The Madison County Record Feb. 21, 2010, 6:48am

If he who pays the piper calls the tune, Dick Durbin is playing nothing but trial lawyer favorites.

You may think Durbin represents the state and people of Illinois, but, when you see how much trial lawyers are spending to keep him in office, you might think differently.

According to a recent report from the Manhattan Institute, trial lawyers contribute more to election campaigns than any other professional group, and that largesse is larded up in return with special favors including juicy government contracts, tax advantages, and the stifling of tort reform.

Of course, the higher up the political ladder you climb, bigger are the favors done for the cash corruptors and bigger are the cash bundles received in the form of donations.

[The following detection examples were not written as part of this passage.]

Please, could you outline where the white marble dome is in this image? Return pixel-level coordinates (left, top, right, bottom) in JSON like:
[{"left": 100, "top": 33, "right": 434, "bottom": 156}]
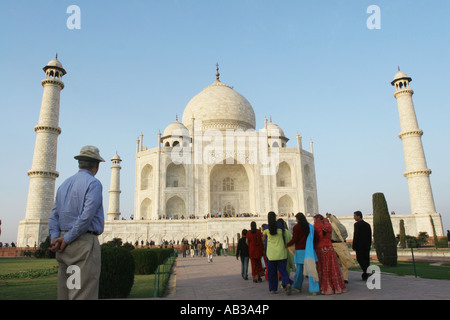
[
  {"left": 267, "top": 122, "right": 285, "bottom": 137},
  {"left": 182, "top": 80, "right": 256, "bottom": 130},
  {"left": 163, "top": 120, "right": 189, "bottom": 137}
]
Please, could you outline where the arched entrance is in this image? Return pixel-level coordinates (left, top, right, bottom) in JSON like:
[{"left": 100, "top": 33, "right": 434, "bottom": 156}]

U.S. Senate Majority Leader Harry Reid has reached the pinnacle of influence-peddling, but Dick the Whip is right behind. Four of Reid's top seven donors are plaintiffs firms, as are Durbin's top two. The Whip has whipped up $3.6 million in contributions from lawyers, according to Wall Street Journal columnist Kimberley Strassel, who calls Durbin "the Senate's patron saint of the trial bar."

You'll see a lot of the guys who call Dick's tunes hanging around the courthouse in Madison County – piper-payers from Simmons Cooper, Korein Tillery, and Baron & Budd to name a few. Each firm has contributed upwards of $30,000 to the campaign coffers of Dick Durbin.

These are his favored constituents, the people he really represents - instead of us, the citizens of Illinois.

Taxation without representation provoked the first American Revolution, and it's propelling the second as well. The number of Americans who feel they are not represented by their elected representatives is growing. Incumbents up for re-election in November are likely to feel their wrath.

Unfortunately, Sen. Richard Durbin (D-Trial Lawyers) doesn't run again until 2014. Until then, the cash-rich trial lawyers will keep stuffing the broad pants of their piper and calling his tune$.